MBC : Vous esquivez la question : est-ce qu’on peut être européen, démocrate et souverainiste, ou le fait d’être souverainiste nous fait-il quitter le périmètre de l’acceptabilité démocratique ?
BHL : Non, je ne dis pas cela. Il se trouve que chez ceux qui s’autoproclament souverainistes aujourd’hui en France, il y a en général deux choses qui vont avec, il y a une conception du peuple qui me paraît totalitaire…
MBC : Totalitaire ? Vous êtes en train d’intégrer dans notre échange une référence très particulière …

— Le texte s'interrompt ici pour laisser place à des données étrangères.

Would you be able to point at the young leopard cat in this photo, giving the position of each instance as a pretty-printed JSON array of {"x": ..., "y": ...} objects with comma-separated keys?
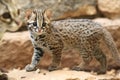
[{"x": 83, "y": 34}]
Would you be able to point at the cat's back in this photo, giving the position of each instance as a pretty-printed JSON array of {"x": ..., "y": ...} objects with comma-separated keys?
[{"x": 77, "y": 26}]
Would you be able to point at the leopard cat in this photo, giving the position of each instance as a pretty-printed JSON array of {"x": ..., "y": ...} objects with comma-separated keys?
[{"x": 82, "y": 34}]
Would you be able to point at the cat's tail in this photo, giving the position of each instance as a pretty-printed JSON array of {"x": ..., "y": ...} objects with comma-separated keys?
[{"x": 111, "y": 45}]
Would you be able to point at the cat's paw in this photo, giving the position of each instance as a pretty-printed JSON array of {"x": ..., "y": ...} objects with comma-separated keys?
[{"x": 30, "y": 67}]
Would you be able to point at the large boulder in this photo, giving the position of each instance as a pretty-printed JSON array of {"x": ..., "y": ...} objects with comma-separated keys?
[
  {"x": 16, "y": 50},
  {"x": 110, "y": 9}
]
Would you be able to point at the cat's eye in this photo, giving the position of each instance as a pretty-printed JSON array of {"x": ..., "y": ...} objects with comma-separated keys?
[{"x": 34, "y": 23}]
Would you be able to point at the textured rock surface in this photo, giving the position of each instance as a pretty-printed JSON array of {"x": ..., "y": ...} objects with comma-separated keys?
[
  {"x": 110, "y": 9},
  {"x": 16, "y": 51}
]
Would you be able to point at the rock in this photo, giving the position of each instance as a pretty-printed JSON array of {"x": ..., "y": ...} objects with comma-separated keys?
[
  {"x": 110, "y": 9},
  {"x": 16, "y": 50},
  {"x": 66, "y": 9}
]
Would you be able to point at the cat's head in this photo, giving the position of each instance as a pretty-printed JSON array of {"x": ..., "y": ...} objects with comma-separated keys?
[{"x": 38, "y": 20}]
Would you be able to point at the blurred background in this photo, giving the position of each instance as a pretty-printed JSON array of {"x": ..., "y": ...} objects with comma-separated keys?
[{"x": 15, "y": 46}]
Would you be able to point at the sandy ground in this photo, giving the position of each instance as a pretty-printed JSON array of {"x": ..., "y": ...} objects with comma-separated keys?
[{"x": 64, "y": 74}]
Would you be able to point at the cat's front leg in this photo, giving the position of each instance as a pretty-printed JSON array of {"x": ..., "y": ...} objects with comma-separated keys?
[
  {"x": 38, "y": 53},
  {"x": 56, "y": 58}
]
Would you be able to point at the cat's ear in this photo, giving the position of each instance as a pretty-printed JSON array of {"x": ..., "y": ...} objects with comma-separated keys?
[
  {"x": 28, "y": 13},
  {"x": 47, "y": 15}
]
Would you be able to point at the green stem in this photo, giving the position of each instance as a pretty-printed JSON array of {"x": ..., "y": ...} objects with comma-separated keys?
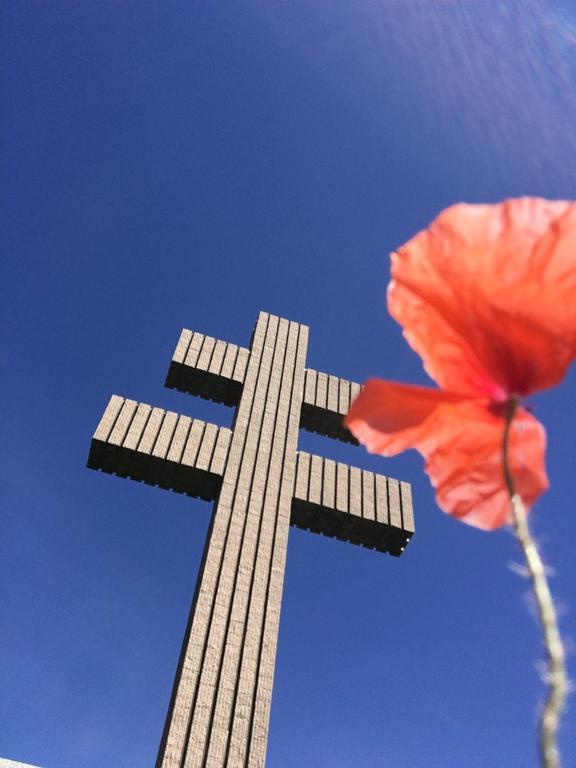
[{"x": 555, "y": 654}]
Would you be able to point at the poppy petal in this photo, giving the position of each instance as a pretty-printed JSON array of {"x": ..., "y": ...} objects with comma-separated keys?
[
  {"x": 388, "y": 417},
  {"x": 464, "y": 460},
  {"x": 487, "y": 296}
]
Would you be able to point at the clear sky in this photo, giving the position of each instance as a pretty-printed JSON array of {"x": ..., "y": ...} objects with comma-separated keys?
[{"x": 170, "y": 164}]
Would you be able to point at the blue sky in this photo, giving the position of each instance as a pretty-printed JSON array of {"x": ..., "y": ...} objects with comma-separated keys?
[{"x": 177, "y": 164}]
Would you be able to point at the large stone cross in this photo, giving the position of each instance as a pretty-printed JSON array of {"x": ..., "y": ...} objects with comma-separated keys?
[{"x": 219, "y": 711}]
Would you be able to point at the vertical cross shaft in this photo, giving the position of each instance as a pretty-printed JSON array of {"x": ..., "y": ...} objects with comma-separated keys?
[{"x": 221, "y": 701}]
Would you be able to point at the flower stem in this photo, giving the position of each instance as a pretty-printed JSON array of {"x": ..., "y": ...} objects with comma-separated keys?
[{"x": 556, "y": 662}]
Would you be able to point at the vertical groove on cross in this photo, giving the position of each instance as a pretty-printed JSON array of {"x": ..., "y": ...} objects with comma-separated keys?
[{"x": 220, "y": 708}]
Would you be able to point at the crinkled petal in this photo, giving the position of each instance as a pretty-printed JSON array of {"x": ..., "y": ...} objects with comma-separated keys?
[
  {"x": 464, "y": 461},
  {"x": 388, "y": 417},
  {"x": 461, "y": 440},
  {"x": 487, "y": 296}
]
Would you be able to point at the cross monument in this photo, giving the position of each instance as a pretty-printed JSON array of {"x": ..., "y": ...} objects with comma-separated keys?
[{"x": 261, "y": 484}]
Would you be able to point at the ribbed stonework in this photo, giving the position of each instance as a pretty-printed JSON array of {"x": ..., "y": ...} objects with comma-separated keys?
[{"x": 220, "y": 706}]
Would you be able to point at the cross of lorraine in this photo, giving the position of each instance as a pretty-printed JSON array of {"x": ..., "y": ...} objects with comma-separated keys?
[{"x": 261, "y": 484}]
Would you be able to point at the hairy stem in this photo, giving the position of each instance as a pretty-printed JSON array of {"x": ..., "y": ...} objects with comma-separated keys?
[{"x": 555, "y": 654}]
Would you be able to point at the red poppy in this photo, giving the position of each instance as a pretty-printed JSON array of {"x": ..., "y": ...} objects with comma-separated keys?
[{"x": 487, "y": 297}]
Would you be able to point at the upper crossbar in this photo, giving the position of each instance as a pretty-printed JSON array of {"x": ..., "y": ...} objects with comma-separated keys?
[{"x": 213, "y": 369}]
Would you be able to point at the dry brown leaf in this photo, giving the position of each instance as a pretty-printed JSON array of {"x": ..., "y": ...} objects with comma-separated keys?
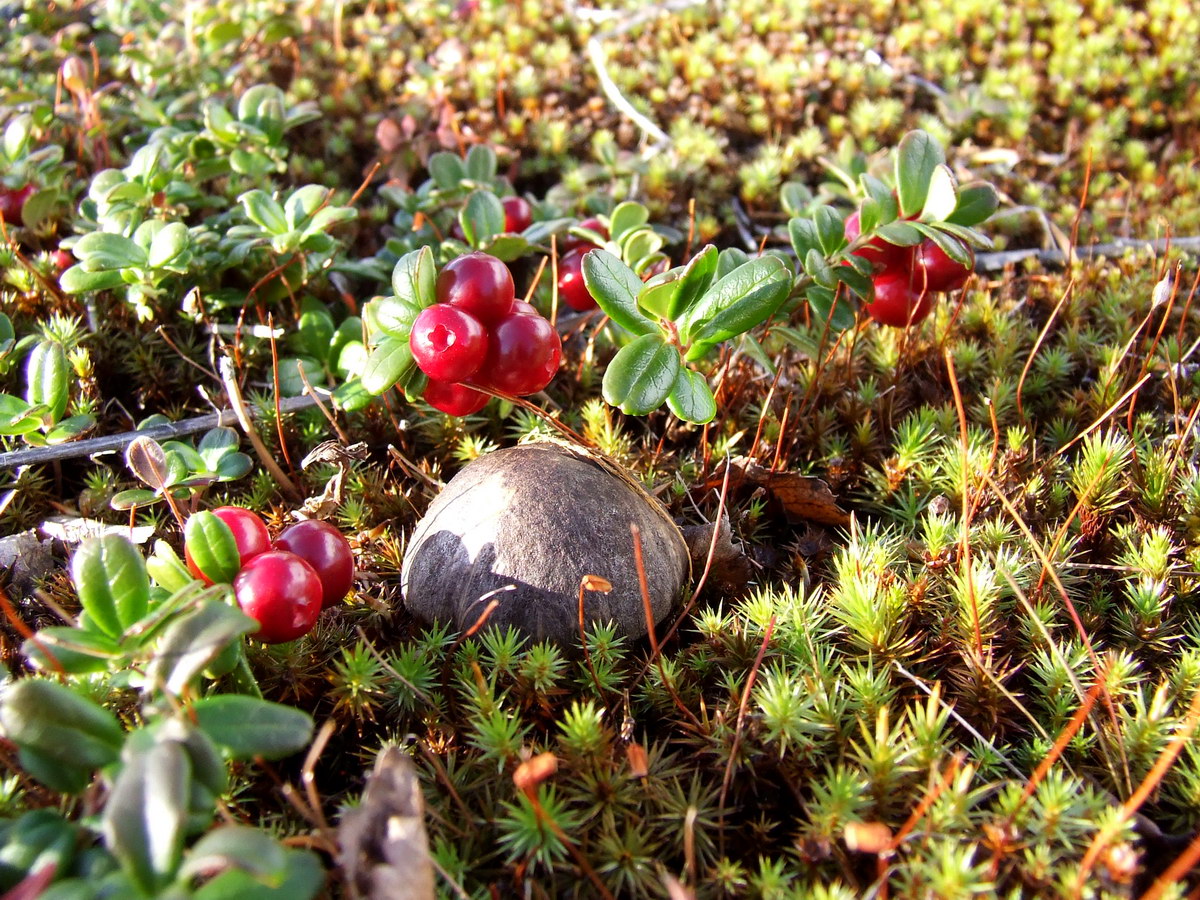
[{"x": 803, "y": 497}]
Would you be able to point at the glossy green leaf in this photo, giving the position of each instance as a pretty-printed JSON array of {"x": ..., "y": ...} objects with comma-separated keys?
[
  {"x": 627, "y": 217},
  {"x": 942, "y": 196},
  {"x": 388, "y": 363},
  {"x": 690, "y": 397},
  {"x": 616, "y": 288},
  {"x": 447, "y": 169},
  {"x": 303, "y": 879},
  {"x": 247, "y": 726},
  {"x": 414, "y": 279},
  {"x": 641, "y": 375},
  {"x": 111, "y": 579},
  {"x": 748, "y": 294},
  {"x": 916, "y": 160},
  {"x": 481, "y": 217},
  {"x": 977, "y": 201},
  {"x": 264, "y": 210},
  {"x": 52, "y": 720},
  {"x": 192, "y": 641},
  {"x": 145, "y": 814},
  {"x": 78, "y": 280},
  {"x": 211, "y": 546},
  {"x": 101, "y": 250},
  {"x": 47, "y": 376},
  {"x": 480, "y": 165}
]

BHL : Totalitaire, oui ! N’importe quel pouvoir qui dit que le peuple est sa source et que cette source lui donne une légitimité définitive, totale, sans réplique, tend vers le totalitarisme. Un pouvoir tend vers le totalitarisme dès lors qu’il ne se reconnaît plus ni extériorité ni transcendance, ni limite.
MBC : La meilleure manière de poursuivre paisiblement ce débat est de laisser de côté l’hypothèse totalitaire. Si vous nous dites que c’est un combat entre démocrates libéraux et souverainistes potentiellement totalitaires, ce n’est plus un débat, on bascule dans un conflit moral et non plus politique. Ce n’est plus un échange entre positions contradictoires, c’est une lutte à finir. La base du débat démocratique est pourtant de reconnaître une légitimité à votre adversaire, sinon ce n’est plus un débat, et encore moins un débat démocratique.
BHL : Je prends le souverainisme français. Je le prends tel qu’il se présente et s’incarne dans les figures bien connues qui le portent. Et je crois que chez ces gens, la question n’est, en effet, plus celle de la bonne agora ou du lieu le plus légitime pour le débat. Je parle là de Mélenchon, de Dupont-Aignan ou de Le Pen. Ils disent autre chose que l’affirmation de la nation comme lieu légitime de délibération ou de décision. Ils disent autre chose sur la manière dont on réagit à une perquisition, sur la manière dont on doit considérer le rapport entre la justice et le pouvoir ou même sur l’altérité. Maintenant, s’il faut considérer un souverainisme sincère, un souverainisme de probité qui expliquerait que l’humanité occidentale est ainsi faite qu’elle ne peut délibérer que dans le cadre national, je veux bien l’admettre. Mais je tenterais de convaincre celui-là qu’il faut se trompe et que le cadre de la nation, bien souvent, ne marche plus…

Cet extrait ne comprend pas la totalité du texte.